And the "car" was basically like 4 or 5 diamonds lined up at the points to make a straight line, and the sides were the same diamond shapes, and you would lose when you hit the sides. And the sides would get closer and closer together and you'd use left, right, and down to change directions. Was crazy addicting lol.


----------



## tlgibson97 (Sep 24, 2009)

I don't remember. I can't even remember which I played first, the Apple IIc or Atari 2600. On the Apple, I remember games like Joust, Moon Patrol, and Lemonade Stand. On the Atari I played Missle Command, Space Invaders, Night Rider, and ET. I had abour 30 games for it and barely remember any of them. Many sucked.


----------



## changeme77 (Feb 22, 2013)

I've consumed too many drugs to remember.


----------



## Cronos (Mar 31, 2013)




----------



## LeeMann (Nov 29, 2012)

elle3 said:


> Tetris


Me too.


----------



## Glass Child (Feb 28, 2013)

Pokemon LeafGreen back when I was 5. Surprisingly I haven't lost it yet.


----------



## MrKappa (Mar 18, 2013)

Probably Berserk...






Oh wait... my grade school had ICONs and there was a game called "The Bartlett Saga, a four-part game on Canadian history".

http://en.wikipedia.org/wiki/Unisys_ICON

That may have been the first, I can't remember if I was given video games before kindergarten or not.

My first PC game was Ultima IV. One of the best games ever!










That and Leisure Suit Larry, Zork and Sim City. Didn't have much else that I remember.

Anyways, yeah, I played a lot of Dragon Warrior, Zelda, Phantasy Star, and other games on the Atari, Nintendo, and Sega, that was like the go to thing to do.

Had a mild seizure while playing NHL 94 on a super Nintendo system. I sort of stopped my obsession with games after that. Back then people rented video games or we went to the arcade and fought over street fighter.










Sure... Sid Meiers Civ, Tribes, and Medal of Honor sunk their teeth into me for a few months, but generally no, I don't play them anymore. Oh, who can forget Mario Cart and Golden Eye.
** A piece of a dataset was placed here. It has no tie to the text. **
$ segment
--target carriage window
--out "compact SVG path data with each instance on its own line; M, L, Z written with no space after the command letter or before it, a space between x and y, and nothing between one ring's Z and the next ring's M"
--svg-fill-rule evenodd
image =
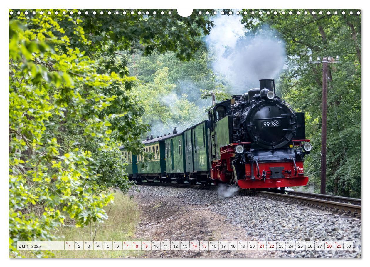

My roommates in college were game junkies.



tlgibson97 said:


> and ET.


Worst game ever.


----------



## Ineko (Jan 5, 2014)

Mine was on the atari 2600 and it was pac man


----------



## Jesuszilla (May 26, 2013)

Ricardomg93 said:


>


Well for me it was the first Sonic game...but this.

God, I miss the Sega Genesis.


----------



## Necroline (Jun 1, 2011)

I'm not 100% sure what my first game was, I think it was:










Along with strategy games like The Settlers 2/3.


----------



## Str (Jun 4, 2013)

One of these two, not sure which I played the first. (around age 5)
Edit: picture links didn't work, the games were Jazz Jackrabbit and Wario Land 3


----------



## Despot (Sep 12, 2013)

The first one i can remmember playing.. i started gaming with 4 years.
It was either: Super Tank(NES), Super Mario(SNES) or Battletoads(SNES)


----------



## InfiniteBlaze (Jan 27, 2011)

Yoshi's Island


----------



## Nunuc (Jul 9, 2013)

Despot said:


> The first one i can remmember playing.. i started gaming with 4 years.
> It was either: *Super Tank(NES)*, Super Mario(SNES) or Battletoads(SNES)


"Super Tank" is actually a name of some "not-entirely-official" version of the Famicom game, Battle City.


----------



## False Protagonist (Jul 8, 2011)

I think it was Final Fantasy VIII. I don't remember much of it, but I do remember the academy and heading into a cave to fight Ifrit, or some fire monster. I should probably get it again since it's on PSN.


----------



## pehrj (Feb 12, 2009)

Madden for SNES. Not sure which year but it was early 90s.


----------



## Stormtalon (Mar 18, 2013)

Sonic 2. Twenty years ago. 

I loved it, and I still love games to this very day.


----------



## danj (Jan 3, 2014)

galacticsenator said:


> Not sure think it was a nintendo game.
> 
> I actually read the novel .


I've still got to get around to doing that. The game completely tears away from canon, giving you the option to play as the Ordos, which I believe are a small mercenary faction mentioned only in passing in the novel...?


----------



## Xenos (Jun 24, 2012)

It's a super-early memory but I'm pretty sure the first game I ever played was Radar Scope in the arcade. I would've been around 3 or 4. I remember it was one of the cockpit cabinets and my Dad was there feeding it quarters whenever I died.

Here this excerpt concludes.